Ken Downie's music recognised at last

Discussion in 'The Rehearsal Room' started by Mr Smiler, Jul 31, 2003.

  1. Mr Smiler

    Mr Smiler Member

    Messages:
    119
    Location:
    Northampton, East Midlands, UK
    I was really pleased to see that Kenneth Downie has been offered a high profile commission to write for next year's European finals.

    I rate Ken's music very highly and he has quite a distinctive voice. Whatever the piece turns out to be, I'm sure it will be very "musical" with "good tunes in it" as Richard Evans so succinctly put it. I'm sure the bands will really enjoy what he has to offer.

    Ken has been at the forefront of SA band music for some time now and has written some gems which are widely recognised in the larger brass band world. "In Perfect Peace" must be spread across many a band's library.

    The future of Salvation Army music (in the days post general release) must be very encouraging with the likes of Ken, Peter Graham, Ray Steadman-Allen et al at the helm and is an inspiration to many young composers. But its even better that these composers are writing for contseting bands and not becoming compartmentalised as purley SA composers.

    What does any one else think about Ken's music?
     
  2. davidsait

    davidsait Member

    Messages:
    449
    Location:
    Cambridge
    Purcell Variations - brilliant!
     
  3. PeterBale

    PeterBale Moderator Staff Member

    Messages:
    20,496
    Location:
    Hadleigh, Essex
    I recall hearing "Through the Blood of the Lamb" for the first time at the Albert Hall (I think it was Chicago Mont Clare band) [Edit: I've been corrected - it was Cambridge Citadel, also from USA!] and being very struck by it. I've played it in rehearsal since - there is a rather exposed BBb bass passage - but never played it out, and I think it is one that is often overlooked.
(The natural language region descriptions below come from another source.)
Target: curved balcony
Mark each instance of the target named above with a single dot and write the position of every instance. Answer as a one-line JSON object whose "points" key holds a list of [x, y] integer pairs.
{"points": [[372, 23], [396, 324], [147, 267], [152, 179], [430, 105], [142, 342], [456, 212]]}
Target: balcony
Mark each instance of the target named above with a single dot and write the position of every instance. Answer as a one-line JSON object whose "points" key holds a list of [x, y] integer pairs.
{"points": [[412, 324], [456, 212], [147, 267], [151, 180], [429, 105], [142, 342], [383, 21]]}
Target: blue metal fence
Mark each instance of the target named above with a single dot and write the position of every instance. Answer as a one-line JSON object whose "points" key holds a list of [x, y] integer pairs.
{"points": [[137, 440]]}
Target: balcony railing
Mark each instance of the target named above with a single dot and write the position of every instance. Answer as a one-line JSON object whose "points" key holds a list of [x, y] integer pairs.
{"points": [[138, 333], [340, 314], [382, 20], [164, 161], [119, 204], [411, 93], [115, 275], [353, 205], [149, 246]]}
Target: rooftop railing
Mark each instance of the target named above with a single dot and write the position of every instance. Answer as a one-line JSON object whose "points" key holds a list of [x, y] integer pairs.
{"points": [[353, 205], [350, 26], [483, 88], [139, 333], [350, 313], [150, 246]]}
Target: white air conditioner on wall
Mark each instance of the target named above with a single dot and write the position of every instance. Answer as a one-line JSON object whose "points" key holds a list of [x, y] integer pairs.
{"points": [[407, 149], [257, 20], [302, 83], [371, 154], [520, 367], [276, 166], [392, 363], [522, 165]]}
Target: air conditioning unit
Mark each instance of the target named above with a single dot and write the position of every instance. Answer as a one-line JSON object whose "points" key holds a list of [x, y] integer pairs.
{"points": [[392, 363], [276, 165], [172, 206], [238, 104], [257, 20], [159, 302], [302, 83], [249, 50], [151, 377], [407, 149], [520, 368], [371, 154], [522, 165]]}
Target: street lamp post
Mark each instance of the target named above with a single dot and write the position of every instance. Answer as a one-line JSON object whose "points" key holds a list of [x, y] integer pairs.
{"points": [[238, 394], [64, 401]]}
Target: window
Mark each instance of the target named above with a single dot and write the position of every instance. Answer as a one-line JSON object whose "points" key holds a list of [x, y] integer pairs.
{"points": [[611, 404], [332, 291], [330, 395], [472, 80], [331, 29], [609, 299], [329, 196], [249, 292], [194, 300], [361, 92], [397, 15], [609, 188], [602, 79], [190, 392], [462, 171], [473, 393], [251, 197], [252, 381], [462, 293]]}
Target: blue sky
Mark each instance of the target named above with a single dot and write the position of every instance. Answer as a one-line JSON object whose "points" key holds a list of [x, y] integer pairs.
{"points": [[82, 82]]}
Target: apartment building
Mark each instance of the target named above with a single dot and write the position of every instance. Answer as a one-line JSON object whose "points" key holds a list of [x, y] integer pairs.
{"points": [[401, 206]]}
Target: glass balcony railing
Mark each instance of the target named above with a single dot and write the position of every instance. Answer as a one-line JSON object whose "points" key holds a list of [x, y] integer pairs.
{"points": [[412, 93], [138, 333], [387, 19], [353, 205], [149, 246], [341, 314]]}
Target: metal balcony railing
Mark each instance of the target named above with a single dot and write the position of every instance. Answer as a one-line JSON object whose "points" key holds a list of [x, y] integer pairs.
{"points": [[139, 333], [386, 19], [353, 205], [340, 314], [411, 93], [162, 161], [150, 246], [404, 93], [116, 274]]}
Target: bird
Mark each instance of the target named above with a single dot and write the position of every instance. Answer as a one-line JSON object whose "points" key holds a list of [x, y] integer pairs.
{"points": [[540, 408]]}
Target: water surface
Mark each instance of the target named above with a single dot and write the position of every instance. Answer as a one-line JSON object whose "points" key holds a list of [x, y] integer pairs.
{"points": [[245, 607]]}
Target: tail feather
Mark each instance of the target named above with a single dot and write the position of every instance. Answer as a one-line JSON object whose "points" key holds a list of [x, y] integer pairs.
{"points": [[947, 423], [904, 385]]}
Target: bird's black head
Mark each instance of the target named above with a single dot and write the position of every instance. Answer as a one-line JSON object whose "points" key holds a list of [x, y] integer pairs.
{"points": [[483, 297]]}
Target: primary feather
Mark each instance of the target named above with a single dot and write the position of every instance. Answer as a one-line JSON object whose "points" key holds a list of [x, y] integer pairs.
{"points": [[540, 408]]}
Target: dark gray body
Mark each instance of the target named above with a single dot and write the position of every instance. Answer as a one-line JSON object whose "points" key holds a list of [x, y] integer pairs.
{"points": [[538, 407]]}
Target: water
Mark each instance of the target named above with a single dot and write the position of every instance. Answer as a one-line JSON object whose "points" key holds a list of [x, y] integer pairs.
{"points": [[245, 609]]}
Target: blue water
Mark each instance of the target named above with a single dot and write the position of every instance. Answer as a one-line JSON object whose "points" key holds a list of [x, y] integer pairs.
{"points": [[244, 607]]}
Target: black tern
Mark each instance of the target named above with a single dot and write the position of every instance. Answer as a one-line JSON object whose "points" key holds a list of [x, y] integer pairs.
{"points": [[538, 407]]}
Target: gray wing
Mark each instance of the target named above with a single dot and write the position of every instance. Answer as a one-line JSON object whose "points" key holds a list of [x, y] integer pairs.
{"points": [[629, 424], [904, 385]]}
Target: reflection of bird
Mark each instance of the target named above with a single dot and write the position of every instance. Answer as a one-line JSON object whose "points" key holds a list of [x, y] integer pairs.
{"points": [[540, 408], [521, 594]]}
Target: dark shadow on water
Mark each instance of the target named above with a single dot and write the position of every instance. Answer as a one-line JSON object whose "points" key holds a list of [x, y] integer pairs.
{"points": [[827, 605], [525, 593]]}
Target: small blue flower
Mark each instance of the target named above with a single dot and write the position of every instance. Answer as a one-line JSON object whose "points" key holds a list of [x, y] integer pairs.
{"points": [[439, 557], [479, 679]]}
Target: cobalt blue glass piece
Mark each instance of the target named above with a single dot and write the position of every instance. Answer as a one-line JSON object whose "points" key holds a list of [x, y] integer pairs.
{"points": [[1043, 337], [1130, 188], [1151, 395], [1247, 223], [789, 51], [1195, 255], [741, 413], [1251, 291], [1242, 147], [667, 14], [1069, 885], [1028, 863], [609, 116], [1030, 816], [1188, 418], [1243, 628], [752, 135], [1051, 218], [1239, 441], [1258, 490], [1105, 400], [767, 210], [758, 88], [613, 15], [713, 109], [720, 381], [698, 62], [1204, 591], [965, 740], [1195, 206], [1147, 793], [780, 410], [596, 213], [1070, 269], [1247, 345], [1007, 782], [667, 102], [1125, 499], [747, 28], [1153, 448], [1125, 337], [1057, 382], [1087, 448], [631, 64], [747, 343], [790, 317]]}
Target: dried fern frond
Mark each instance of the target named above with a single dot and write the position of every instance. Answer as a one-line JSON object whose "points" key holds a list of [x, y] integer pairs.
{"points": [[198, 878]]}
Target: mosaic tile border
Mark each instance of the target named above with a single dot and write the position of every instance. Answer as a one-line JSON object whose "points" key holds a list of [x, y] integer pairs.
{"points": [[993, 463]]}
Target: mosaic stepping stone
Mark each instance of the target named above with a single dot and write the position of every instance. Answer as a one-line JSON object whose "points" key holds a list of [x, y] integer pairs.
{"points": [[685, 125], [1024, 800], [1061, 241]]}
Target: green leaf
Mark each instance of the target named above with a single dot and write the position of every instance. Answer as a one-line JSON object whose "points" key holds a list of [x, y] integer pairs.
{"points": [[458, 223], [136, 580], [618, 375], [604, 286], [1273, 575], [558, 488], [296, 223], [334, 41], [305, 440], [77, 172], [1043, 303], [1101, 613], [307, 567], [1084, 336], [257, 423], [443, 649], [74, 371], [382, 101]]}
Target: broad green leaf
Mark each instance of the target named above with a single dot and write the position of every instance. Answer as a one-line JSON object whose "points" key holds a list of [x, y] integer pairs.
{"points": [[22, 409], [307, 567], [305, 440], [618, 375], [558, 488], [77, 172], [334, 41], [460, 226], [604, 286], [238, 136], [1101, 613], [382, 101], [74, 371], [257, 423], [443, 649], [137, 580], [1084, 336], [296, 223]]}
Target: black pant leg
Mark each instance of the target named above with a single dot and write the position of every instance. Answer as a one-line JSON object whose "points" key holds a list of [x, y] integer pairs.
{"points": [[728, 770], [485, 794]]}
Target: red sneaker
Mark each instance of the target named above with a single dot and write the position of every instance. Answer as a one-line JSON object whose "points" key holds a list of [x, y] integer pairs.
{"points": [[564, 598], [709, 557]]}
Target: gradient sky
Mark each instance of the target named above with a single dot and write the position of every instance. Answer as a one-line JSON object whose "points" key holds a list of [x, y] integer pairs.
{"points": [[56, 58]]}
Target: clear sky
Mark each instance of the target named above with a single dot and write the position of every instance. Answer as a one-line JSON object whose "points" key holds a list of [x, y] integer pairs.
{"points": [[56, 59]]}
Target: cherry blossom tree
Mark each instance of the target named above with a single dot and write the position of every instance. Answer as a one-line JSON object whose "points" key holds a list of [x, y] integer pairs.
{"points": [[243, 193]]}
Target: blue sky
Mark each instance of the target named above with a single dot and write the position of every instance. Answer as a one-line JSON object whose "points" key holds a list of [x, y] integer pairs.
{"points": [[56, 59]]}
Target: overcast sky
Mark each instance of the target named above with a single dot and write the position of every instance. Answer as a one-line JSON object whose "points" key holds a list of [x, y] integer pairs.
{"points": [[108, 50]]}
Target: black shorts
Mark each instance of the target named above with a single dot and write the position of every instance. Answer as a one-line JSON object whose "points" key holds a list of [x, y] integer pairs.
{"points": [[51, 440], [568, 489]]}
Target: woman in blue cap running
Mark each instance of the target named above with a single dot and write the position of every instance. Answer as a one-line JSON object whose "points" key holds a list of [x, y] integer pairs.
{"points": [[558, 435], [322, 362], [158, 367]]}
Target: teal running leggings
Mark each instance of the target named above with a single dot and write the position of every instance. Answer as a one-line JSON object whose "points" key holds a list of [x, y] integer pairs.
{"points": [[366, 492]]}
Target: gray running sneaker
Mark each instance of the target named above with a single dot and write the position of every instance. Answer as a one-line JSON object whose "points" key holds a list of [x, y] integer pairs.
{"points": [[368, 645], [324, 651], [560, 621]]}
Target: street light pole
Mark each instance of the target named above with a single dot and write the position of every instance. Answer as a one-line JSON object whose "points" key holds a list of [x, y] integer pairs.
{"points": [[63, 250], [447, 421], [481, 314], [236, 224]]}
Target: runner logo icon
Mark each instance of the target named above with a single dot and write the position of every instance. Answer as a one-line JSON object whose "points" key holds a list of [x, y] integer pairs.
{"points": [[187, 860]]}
    Whilst I enjoy his major works - "Majesty", "Princethorpe Variations" and "Music For Thanksgiving" spring to mind, I think those that leave a more lasting impression are the smaller pieces, each touched with his craftsmanship and harmonic gifts. There is a fairly new setting of "Standing Somewhere in the Shadows" where he produces a real feeling of menace in the lower sections of the band before the confident statement is reaffirmed.

    I am also a great fan of his choral writing, which I understand from interviews he has given is still his first love.